The night the music changed everything
At 22, she walked into a performance alone.
A faculty mentor had urged her to go. Onstage, Steve Reich and the musicians performed Music for 18 Musicians. The audience held its breath. When the final sustained note dissolved into silence, there was a collective gasp.
In the parking lot, she saw a flash of light so brilliant it felt like daylight. She searched the next morning’s Los Angeles Times for news of an astronomical event.
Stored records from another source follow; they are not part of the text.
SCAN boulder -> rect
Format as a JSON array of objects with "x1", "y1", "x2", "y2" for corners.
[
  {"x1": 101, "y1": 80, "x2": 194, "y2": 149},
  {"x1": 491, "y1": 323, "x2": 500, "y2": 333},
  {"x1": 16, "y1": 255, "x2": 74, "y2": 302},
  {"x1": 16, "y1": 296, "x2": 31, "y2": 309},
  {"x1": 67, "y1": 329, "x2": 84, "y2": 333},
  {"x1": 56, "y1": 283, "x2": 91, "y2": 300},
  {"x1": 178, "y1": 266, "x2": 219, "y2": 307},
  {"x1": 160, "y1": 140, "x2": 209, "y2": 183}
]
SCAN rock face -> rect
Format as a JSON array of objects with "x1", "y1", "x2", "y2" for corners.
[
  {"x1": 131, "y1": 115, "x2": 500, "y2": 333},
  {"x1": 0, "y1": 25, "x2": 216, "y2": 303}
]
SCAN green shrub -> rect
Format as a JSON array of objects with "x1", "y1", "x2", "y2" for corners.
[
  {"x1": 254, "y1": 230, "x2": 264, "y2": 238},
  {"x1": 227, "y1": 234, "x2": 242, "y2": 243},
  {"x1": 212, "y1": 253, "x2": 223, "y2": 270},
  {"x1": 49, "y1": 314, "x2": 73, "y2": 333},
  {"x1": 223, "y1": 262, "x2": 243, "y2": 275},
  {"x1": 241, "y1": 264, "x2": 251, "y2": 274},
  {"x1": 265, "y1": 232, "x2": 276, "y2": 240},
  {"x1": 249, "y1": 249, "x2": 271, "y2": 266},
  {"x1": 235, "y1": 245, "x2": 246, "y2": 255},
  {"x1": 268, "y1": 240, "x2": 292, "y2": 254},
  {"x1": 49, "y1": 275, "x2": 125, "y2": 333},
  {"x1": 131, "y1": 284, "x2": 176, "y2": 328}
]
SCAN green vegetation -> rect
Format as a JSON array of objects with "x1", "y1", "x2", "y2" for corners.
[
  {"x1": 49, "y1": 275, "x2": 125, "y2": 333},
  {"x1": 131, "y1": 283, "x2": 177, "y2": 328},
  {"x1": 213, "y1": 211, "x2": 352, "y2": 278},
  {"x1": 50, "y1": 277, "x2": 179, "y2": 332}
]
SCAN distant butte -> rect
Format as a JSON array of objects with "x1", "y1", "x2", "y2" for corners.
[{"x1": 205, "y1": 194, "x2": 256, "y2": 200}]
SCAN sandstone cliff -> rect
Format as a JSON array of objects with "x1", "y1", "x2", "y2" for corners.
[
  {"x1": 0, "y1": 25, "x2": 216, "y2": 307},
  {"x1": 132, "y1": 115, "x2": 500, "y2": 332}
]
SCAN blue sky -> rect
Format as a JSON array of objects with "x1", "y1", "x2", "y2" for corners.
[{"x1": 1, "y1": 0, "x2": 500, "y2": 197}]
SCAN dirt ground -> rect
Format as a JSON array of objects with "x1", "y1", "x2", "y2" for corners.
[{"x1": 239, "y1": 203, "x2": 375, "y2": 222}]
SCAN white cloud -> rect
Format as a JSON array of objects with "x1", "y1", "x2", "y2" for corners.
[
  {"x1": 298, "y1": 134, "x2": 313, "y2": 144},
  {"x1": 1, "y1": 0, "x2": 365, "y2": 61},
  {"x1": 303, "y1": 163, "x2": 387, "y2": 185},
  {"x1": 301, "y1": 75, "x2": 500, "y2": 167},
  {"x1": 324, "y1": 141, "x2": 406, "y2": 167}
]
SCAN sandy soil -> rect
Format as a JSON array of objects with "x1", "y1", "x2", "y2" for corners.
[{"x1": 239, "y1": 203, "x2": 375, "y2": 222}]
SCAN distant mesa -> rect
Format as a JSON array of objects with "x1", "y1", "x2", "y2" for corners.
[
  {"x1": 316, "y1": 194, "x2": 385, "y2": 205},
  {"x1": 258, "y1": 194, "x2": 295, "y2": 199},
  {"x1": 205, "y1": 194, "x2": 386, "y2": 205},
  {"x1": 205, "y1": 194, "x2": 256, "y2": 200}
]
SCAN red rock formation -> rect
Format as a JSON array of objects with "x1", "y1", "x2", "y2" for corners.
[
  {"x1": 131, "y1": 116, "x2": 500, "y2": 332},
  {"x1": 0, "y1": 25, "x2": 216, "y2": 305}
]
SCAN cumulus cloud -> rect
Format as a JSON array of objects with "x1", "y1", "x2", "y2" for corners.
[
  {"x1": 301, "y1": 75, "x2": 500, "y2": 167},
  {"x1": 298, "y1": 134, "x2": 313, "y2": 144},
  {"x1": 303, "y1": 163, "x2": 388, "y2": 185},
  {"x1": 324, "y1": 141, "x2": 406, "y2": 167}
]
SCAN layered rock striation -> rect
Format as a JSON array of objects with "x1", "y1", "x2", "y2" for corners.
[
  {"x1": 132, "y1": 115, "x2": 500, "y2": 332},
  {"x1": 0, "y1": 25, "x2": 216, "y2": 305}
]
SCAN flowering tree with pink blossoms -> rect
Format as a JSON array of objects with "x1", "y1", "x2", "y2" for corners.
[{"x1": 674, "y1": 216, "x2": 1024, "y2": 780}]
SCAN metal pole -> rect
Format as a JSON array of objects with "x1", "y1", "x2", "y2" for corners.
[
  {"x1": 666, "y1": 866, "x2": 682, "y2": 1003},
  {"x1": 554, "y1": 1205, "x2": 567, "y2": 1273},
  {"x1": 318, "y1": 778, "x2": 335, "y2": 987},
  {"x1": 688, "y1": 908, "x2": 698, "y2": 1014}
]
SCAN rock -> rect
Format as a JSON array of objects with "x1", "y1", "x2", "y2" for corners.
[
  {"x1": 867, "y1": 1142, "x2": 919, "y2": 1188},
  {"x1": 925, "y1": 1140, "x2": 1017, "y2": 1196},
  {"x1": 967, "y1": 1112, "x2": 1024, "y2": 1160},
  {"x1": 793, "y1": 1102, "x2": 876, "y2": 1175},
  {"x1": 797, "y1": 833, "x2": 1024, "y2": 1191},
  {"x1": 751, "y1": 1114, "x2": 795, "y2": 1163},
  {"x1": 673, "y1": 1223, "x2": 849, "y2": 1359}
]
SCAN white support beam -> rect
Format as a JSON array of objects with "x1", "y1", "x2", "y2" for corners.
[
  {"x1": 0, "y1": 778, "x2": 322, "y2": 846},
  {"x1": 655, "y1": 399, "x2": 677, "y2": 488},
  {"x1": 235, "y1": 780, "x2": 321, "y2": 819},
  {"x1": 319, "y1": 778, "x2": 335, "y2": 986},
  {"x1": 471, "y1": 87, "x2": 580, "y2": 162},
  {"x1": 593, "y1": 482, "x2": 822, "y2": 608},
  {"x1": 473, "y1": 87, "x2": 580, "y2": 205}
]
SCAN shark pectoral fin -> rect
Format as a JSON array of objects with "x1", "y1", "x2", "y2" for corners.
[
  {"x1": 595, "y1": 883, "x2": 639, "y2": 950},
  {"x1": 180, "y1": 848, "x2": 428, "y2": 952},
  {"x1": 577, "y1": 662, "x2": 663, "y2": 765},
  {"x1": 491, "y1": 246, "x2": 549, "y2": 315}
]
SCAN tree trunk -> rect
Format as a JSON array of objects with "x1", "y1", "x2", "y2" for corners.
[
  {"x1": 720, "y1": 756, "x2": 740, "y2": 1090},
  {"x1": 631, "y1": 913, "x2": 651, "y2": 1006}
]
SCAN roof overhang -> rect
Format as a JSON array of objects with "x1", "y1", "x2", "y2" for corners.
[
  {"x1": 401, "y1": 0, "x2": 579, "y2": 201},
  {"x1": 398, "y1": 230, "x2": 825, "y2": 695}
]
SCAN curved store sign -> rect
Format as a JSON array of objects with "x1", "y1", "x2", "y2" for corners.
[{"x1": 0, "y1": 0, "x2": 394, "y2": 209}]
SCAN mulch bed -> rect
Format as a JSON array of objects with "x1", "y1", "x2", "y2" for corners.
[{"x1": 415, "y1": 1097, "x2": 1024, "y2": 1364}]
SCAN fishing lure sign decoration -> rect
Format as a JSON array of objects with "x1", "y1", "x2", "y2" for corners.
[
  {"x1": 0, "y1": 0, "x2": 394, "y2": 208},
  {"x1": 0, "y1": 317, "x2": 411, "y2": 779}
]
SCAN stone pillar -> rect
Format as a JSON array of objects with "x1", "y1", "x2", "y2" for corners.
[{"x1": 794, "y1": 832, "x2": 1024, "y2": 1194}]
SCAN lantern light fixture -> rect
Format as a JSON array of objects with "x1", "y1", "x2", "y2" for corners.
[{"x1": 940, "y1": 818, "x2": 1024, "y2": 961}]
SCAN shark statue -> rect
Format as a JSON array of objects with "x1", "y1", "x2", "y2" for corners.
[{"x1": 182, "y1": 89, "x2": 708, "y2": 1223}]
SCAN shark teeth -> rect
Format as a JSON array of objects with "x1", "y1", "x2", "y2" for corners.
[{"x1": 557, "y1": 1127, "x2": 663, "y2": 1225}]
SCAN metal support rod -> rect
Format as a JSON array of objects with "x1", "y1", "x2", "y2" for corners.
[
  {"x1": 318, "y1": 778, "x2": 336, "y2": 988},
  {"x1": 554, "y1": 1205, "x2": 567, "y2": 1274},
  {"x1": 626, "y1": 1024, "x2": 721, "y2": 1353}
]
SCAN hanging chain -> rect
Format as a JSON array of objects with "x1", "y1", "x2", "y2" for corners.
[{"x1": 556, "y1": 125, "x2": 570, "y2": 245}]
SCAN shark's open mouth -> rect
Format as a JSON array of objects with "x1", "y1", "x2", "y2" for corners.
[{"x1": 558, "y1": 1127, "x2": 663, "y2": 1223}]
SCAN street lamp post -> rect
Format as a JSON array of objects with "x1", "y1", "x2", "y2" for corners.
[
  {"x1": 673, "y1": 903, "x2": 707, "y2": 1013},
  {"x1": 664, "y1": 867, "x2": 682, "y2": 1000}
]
There was none.
“I think something happened in my brain,” she says. “I know it was the music.”
That moment has shaped a lifetime.
Sharon Kagan began attending performances as an undergraduate, drawn by student ticket prices that made risk possible. “Most of the performances I buy tickets for, I have no idea what I will be seeing,” she laughs. “With reasonable prices, I can go for it.”
That spirit of curiosity still defines her relationship to CAP UCLA. What keeps her coming back isn’t just artistic excellence — it’s trust. “Edgar has curated far more innovative events at The Nimoy than any other venue in the city.”
Since 2018, she and her husband, both visual artists, have become devoted members. “We consider CAP UCLA a cultural treasure,” she shares. “Especially now, as the arts are under attack, it’s essential that we support them.”
For her, membership is a declaration: that art matters, that risk matters, that community matters.